Secretary General Antonio Guterres "salutes the courage and leadership that resulted in the important commitments and agreed actions outlined" today, Stéphane Dujarric, spokesman for the secretary general, said.
Here's the full statement:
The Secretary-General applauds today’s truly historic Summit between the leaders of the Democratic People’s Republic of Korea (DPRK) and the Republic of Korea. Many around the world were moved by the powerful imagery of the two leaders coming together to advance harmony and peace on the Korean Peninsula. The Secretary-General salutes the courage and leadership that resulted in the important commitments and agreed actions outlined in the Panmunjom Declaration for Peace, Prosperity and Unification of the Korean Peninsula. He counts on the parties to build on their first meeting and swiftly implement all agreed actions to further inter-Korean trust-building and reconciliation; sincere dialogue; and progress towards sustainable peace and verifiable denuclearization on the Korean Peninsula. He looks forward to these gains being consolidated and advanced at the Summit between the leaders of the United States and the DPRK expected to take place in the near future. The Secretary-General pledges his commitment and readiness to further assist in these important processes.
Leaders of the two Koreas have agreed to end the Korean War — 65 years after hostilities ceased — in a wide-ranging joint announcement struck Friday,
The Koreas went to war in 1950 when soldiers from the North Korean People's Army invaded the South.
The armed conflict ended three years later in 1953, with the signing of an armistice agreement, but no formal peace treaty was ever signed, and technically, the Peninsula remains at war.
Kim Jong Un left DMZ moments ago in a black a car — flanked by a group of running bodyguards.
The jogging bodyguards have traveled with Kim throughout the summit. Here's a look at the security detail in action:
And that is that. Kim and Moon have left the demilitarized zone and the inter-Korean summit has officially come to a close.
Kim and his wife said their goodbyes to Moon and his wife before being driven in a car – flanked once again by Kim’s running bodyguards -- out of the Peace Village and presumably en route to Pyongyang.
Kim and Moon leave behind a feeling of promise and positivity that hasn't been felt on the Korean Peninsula for years. Along with a promise to finally end the war which has hung like a cloud over this part of the world for 65 years, the agreement they signed will see increased communication and cooperation going forward.
There will be much to debrief in the coming days and weeks for the two leaders and their allies, and now the focus will fall on US President Donald Trump's planned meeting with Kim -- it's been mooted for the end of May or beginning of June.

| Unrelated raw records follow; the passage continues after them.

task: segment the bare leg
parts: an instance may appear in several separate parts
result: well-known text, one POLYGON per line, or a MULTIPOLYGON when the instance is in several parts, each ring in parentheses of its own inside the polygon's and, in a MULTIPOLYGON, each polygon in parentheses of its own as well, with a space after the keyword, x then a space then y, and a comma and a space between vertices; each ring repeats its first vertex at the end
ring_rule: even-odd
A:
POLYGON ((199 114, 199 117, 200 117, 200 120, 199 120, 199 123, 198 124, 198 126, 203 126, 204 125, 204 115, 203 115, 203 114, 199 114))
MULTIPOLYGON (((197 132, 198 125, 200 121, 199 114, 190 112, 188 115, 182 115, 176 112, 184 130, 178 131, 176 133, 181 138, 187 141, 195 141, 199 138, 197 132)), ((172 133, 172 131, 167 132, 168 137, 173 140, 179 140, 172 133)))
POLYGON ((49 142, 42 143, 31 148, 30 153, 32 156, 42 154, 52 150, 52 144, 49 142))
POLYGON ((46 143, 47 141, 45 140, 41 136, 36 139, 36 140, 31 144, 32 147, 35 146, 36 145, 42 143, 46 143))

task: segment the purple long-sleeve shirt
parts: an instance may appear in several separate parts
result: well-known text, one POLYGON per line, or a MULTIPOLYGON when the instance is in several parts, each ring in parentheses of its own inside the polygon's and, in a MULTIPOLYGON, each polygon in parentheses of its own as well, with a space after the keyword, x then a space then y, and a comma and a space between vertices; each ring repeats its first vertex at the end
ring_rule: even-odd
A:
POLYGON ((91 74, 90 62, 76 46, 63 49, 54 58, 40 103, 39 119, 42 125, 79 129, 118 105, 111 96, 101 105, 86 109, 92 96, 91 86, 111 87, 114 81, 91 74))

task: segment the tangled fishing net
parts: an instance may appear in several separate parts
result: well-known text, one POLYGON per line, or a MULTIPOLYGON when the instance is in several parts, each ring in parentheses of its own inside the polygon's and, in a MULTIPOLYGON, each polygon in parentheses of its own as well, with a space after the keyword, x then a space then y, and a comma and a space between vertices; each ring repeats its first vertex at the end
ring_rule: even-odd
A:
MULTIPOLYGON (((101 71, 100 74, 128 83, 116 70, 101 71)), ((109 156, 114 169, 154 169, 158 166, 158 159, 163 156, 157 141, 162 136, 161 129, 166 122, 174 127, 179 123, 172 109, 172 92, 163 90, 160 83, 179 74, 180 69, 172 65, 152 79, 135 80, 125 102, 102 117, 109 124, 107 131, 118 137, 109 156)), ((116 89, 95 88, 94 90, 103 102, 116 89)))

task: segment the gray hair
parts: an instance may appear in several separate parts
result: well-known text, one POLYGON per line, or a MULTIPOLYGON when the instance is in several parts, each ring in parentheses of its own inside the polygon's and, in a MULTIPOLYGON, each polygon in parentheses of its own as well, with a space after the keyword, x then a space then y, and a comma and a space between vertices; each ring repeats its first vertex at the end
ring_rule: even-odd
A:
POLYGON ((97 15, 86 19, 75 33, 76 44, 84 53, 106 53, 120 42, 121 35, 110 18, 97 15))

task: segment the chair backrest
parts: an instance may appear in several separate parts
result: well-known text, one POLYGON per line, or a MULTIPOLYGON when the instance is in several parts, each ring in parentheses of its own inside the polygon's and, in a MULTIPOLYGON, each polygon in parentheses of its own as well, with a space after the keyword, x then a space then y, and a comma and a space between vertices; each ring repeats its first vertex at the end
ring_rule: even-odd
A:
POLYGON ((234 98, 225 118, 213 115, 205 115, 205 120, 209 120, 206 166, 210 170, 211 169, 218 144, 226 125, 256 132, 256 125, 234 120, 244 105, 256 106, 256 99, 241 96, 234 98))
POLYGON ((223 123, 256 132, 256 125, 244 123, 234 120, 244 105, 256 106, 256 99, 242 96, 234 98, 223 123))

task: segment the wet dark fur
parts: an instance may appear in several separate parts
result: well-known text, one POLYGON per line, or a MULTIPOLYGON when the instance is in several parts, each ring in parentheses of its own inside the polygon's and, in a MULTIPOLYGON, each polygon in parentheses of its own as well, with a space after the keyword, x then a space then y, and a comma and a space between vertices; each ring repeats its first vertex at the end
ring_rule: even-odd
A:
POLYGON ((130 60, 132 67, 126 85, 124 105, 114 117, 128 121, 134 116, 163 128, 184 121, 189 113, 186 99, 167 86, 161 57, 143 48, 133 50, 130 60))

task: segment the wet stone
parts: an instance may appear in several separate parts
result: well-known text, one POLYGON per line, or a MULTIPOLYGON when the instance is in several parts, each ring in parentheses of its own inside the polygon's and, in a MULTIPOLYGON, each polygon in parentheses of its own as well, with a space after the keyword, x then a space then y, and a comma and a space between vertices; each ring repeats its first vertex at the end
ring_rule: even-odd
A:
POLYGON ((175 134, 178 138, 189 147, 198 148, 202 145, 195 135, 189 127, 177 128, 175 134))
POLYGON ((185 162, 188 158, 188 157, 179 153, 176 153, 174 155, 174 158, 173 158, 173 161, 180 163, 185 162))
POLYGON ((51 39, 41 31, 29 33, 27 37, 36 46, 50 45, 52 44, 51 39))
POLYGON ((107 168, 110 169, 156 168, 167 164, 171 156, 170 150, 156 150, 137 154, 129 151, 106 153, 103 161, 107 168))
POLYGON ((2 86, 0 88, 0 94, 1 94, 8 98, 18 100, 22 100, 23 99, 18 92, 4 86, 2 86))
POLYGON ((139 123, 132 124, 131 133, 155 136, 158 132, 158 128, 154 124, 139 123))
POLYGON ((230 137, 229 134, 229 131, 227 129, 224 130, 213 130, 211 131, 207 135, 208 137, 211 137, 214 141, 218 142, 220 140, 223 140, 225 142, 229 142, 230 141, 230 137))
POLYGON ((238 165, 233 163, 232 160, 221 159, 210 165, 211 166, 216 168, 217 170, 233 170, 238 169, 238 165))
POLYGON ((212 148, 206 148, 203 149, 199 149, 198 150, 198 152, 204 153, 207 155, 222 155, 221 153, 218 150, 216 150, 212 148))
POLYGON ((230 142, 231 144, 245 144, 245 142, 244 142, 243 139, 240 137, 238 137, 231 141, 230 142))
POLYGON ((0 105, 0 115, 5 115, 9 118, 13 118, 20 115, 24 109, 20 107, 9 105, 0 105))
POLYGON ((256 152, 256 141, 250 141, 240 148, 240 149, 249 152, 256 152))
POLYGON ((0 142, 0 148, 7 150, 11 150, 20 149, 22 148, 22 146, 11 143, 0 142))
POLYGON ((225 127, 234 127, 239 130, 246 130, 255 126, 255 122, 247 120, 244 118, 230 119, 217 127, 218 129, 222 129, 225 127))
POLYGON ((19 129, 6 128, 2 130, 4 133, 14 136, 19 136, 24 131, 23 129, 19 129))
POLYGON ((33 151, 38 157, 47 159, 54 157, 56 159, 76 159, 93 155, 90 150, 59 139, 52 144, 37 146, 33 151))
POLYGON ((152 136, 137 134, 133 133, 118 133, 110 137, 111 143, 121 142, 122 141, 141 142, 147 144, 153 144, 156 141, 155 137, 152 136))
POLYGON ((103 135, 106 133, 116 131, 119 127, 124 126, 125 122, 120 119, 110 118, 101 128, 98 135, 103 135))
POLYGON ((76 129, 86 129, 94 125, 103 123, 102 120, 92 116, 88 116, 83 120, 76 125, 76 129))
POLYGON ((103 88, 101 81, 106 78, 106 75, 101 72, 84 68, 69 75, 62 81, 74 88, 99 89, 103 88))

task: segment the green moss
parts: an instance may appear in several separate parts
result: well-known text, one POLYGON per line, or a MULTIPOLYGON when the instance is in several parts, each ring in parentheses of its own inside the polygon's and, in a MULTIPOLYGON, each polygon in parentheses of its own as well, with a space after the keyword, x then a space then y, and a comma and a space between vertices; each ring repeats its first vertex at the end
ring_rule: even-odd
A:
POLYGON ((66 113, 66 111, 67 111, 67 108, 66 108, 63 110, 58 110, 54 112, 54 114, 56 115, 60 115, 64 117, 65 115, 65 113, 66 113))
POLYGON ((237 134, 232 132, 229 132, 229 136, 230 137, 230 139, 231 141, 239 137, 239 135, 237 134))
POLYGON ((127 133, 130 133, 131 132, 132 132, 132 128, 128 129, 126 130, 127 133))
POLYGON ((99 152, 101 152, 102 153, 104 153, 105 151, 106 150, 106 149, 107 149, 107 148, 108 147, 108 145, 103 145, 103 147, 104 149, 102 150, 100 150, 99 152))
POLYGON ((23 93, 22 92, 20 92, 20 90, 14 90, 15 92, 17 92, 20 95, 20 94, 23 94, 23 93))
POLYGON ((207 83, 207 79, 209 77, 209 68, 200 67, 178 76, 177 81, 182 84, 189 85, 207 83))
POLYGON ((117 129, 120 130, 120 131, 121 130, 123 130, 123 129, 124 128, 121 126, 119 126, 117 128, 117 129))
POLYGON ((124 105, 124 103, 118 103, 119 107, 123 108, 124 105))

Chinese Foreign Ministry spokesman Lu Kang congratulated North Korea and South Korea for a “successful summit” in a statement on Friday.
Here's the statement:
“China has always supported the two sides to establish mutual trust and improve bilateral ties through dialogue and consultation. This is in the common interest of the two sides and the region, and meets the common expectation of the international community. We hope and believe that the North and South Korean sides will be able to implement the consensus reached by their leaders and continue to push for reconciliation and cooperation."“We hope all relevant parties keep the momentum of dialogue, work together to promote the denuclearization of the Korean Peninsula as well as the process of a political settlement on the peninsula issue.”
Friday's events in the demilitarized zone concluded with a suitably flashy performance. A Korean song called "One dream, One Korea" by South Korean singer Minah was performed by a pianist and accompanying orchestra while a huge projection was played onto the side of the Peace House.
It was an incredible spectacle and a breathtaking end to a truly epic day. Kim and Moon held hands while watching the performance, which was followed by an immense slide show projecting the day's events onto the side of the building.
Moon, Kim, and their wives watched highlights of today’s events and a video entitled ‘Korea past, present and future’.
In one of a flurry of tweets Friday morning, US President Donald Trump praised the help that his "good friend" Xi Jinping, the Chinese President, has offered in moving forward the nascent peace process on the Korean Peninsula.